We can easily assess the extent of fear and shock experienced by people who awake from their sleep to the sound of a siren indicating an imminent rocket attack by the sheer amount of injuries sustained during the latest round of fighting between Israel and Hamas; most injuries were sustained while running in terror to the bomb shelter.
Time and time again, sometimes even multiple times during one night, they are overwhelmed by the stress and anxiety, reminding them of the harsh reality in which they live and cannot escape, because they must always be alert for the next siren warning them of yet another ballistic danger to them and their loved ones.
Now multiply that by the 200,000 children who did not go to school Sunday, and add to that an additional 200,000 adults — parents, the elderly, teachers, the disabled, new immigrants — and calculate how many more victims are added to the "circle of trauma" with each rocket fired from Gaza.

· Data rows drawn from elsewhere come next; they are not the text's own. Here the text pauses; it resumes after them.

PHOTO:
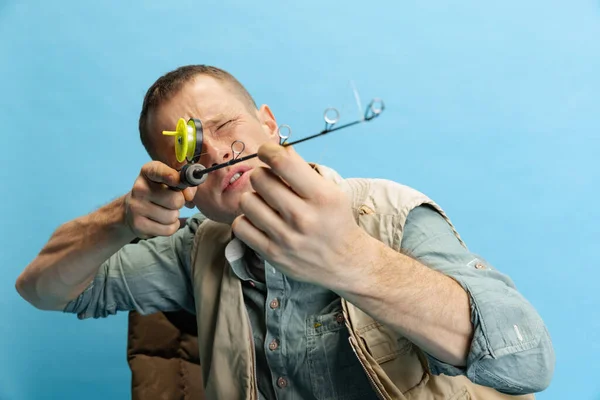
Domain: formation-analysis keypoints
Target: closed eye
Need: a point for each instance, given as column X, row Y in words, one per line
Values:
column 225, row 124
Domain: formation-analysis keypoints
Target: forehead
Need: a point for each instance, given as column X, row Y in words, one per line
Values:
column 203, row 97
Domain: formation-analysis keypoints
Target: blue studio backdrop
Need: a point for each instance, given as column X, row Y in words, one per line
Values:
column 493, row 110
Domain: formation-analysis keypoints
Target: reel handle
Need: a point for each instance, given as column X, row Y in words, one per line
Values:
column 188, row 176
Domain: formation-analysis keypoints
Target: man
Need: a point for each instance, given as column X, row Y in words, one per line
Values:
column 305, row 285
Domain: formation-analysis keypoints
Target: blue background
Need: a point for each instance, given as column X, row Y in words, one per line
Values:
column 492, row 109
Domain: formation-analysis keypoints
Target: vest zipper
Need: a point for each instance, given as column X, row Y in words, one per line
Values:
column 254, row 378
column 379, row 392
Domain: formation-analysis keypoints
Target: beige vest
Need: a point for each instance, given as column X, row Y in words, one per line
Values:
column 396, row 368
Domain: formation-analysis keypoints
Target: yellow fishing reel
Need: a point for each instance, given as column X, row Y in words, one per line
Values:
column 188, row 148
column 188, row 139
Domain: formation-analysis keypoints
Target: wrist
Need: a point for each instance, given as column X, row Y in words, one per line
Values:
column 361, row 265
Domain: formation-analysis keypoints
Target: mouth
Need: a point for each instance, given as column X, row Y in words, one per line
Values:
column 235, row 177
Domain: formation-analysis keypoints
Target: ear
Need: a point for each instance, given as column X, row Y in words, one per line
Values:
column 266, row 117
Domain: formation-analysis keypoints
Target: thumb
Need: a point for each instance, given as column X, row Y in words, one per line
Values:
column 189, row 193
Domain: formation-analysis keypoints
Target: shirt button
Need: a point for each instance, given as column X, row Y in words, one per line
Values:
column 282, row 382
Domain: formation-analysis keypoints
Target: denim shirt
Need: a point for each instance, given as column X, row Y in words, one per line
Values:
column 301, row 347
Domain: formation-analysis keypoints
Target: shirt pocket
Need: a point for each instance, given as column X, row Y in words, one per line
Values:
column 335, row 372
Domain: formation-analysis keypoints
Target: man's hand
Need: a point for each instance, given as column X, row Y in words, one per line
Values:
column 297, row 220
column 152, row 207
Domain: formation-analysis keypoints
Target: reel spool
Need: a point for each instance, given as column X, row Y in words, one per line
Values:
column 188, row 147
column 188, row 140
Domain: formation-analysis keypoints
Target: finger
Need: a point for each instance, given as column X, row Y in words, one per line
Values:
column 189, row 193
column 256, row 239
column 158, row 172
column 263, row 217
column 276, row 193
column 163, row 196
column 288, row 164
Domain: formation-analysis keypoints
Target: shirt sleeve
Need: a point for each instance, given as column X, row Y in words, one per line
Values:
column 511, row 350
column 148, row 276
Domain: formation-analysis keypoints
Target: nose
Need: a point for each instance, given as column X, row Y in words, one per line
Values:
column 215, row 152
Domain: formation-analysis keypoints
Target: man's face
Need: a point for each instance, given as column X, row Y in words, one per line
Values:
column 225, row 118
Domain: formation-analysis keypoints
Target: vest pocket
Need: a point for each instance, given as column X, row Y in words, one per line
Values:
column 335, row 372
column 395, row 355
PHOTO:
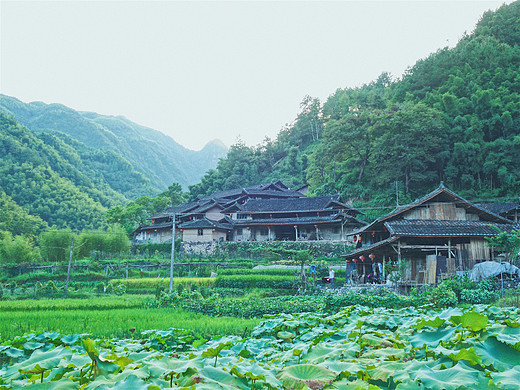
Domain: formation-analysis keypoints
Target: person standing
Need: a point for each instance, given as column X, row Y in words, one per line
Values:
column 331, row 277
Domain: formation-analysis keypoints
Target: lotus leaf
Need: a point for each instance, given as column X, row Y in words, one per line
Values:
column 508, row 379
column 450, row 378
column 497, row 354
column 471, row 320
column 435, row 323
column 298, row 376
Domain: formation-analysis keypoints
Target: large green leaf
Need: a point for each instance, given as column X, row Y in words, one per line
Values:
column 471, row 320
column 435, row 323
column 431, row 338
column 509, row 379
column 44, row 360
column 449, row 379
column 302, row 375
column 497, row 354
column 223, row 378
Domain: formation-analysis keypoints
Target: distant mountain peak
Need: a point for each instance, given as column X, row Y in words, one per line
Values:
column 215, row 143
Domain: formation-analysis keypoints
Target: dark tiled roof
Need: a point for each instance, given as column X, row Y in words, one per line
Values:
column 500, row 208
column 205, row 223
column 295, row 205
column 256, row 189
column 204, row 207
column 286, row 221
column 441, row 190
column 427, row 228
column 370, row 248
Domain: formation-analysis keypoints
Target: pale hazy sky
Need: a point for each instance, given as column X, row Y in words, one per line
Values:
column 203, row 70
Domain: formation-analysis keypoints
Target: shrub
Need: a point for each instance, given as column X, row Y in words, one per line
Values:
column 478, row 296
column 18, row 250
column 375, row 298
column 55, row 245
column 442, row 296
column 458, row 283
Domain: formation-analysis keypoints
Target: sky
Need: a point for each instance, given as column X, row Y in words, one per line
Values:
column 198, row 70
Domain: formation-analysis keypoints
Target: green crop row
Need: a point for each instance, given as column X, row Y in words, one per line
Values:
column 253, row 271
column 256, row 281
column 152, row 283
column 51, row 305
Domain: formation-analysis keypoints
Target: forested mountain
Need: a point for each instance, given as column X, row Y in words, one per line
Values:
column 454, row 117
column 46, row 184
column 115, row 139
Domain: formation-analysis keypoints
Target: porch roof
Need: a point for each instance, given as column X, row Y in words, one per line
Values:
column 445, row 228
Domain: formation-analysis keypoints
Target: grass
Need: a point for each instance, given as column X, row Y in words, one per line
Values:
column 151, row 283
column 99, row 303
column 108, row 317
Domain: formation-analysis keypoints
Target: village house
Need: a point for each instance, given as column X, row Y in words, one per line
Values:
column 267, row 211
column 436, row 235
column 509, row 210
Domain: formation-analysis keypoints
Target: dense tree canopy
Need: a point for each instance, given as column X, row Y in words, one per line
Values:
column 454, row 117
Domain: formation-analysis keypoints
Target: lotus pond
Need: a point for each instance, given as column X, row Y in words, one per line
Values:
column 354, row 348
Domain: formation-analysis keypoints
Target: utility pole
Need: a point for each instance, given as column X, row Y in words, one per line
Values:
column 173, row 252
column 68, row 269
column 396, row 193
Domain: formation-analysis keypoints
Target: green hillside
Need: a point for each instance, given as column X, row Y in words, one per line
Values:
column 454, row 116
column 37, row 180
column 156, row 156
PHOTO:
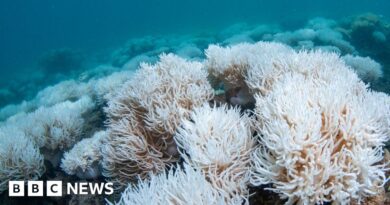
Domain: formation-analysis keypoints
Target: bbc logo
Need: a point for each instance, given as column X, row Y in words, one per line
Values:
column 35, row 188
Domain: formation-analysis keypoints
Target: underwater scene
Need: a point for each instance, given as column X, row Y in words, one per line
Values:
column 178, row 102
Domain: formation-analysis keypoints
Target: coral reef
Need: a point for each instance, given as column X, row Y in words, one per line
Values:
column 20, row 158
column 218, row 141
column 144, row 115
column 175, row 187
column 83, row 159
column 54, row 128
column 254, row 114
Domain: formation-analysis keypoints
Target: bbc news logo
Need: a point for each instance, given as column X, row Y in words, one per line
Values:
column 55, row 188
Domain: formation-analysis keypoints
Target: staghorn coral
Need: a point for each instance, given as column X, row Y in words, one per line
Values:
column 180, row 187
column 83, row 159
column 231, row 64
column 321, row 139
column 144, row 115
column 218, row 141
column 367, row 69
column 54, row 128
column 19, row 157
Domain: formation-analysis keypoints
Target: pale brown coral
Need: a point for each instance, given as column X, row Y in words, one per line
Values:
column 144, row 115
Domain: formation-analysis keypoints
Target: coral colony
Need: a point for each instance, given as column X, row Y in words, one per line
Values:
column 290, row 113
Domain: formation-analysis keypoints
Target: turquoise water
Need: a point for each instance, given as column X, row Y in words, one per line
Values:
column 62, row 64
column 91, row 30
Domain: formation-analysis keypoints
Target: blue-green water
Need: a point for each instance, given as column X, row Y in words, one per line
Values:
column 92, row 29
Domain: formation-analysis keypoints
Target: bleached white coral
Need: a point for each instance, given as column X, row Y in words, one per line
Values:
column 56, row 127
column 144, row 115
column 367, row 69
column 183, row 186
column 231, row 64
column 218, row 141
column 320, row 140
column 83, row 159
column 19, row 157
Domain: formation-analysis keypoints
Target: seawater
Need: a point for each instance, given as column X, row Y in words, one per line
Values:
column 90, row 30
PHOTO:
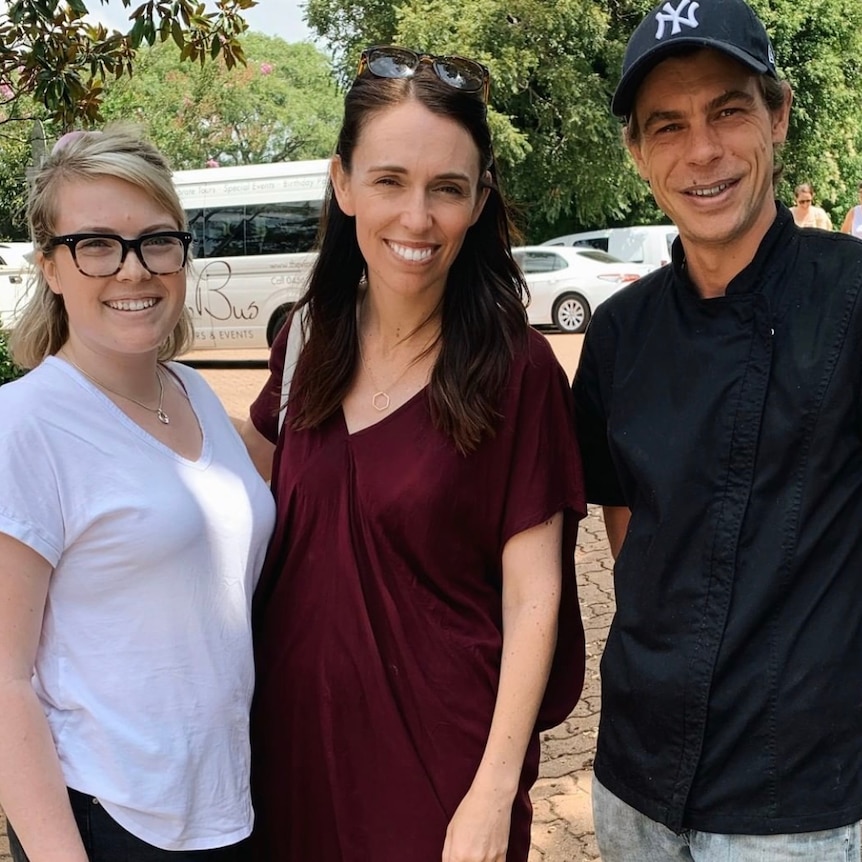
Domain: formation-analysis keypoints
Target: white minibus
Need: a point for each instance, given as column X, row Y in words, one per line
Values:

Everybody seems to be meticulously counting the amount of strikes, the death count and other figures. But who is counting all of those affected by the trauma? The same trauma experienced following each round of fighting and terror attack.
Prof. Zehava Solomon, a trauma researcher at Tel Aviv University, conducted a study titled "Living in the Shadow of Missiles" that was released in 2017, three years after Operation Protective Edge. It examined how residents of Sderot and other communities near Gaza react to the stress imposed on them by the situation. The study found that 85% of children there suffer from anxiety and almost half of them suffer from depression.
The study was conducted in conjunction with the Social Security Institute, the Health Ministry, the Ministry of Welfare and the Israeli Trauma Coalition. It also found that 39% of adults suffer from feelings of chronic anxiety, 28.4% of them suffer from anger management issues, 35% suffer from insomnia and sleep issues and 30% have trouble concentrating.
One does not need to be an academic to recognize that an entire generation of Israelis are growing up with feelings of despair and anxiety that is prevalent even during periods of relative calm.
As the rockets radius expands, the circle of trauma victims is enlarged. The overcrowded trauma centers established in the Gaza region will need to be replicated in cities and towns further north, with all their associated costs.
It is not enough for the security cabinet to meet behind closed doors, they must also go out and encourage the public with hope and the demonstration of true leadership. The residents need to feel acknowledged, publicly.
Acknowledgement of their plight is part of the war effort. And words are not enough. They ought to receive economic benefits in order to help ease their difficult plight and maintain national resilience in the face of adversity.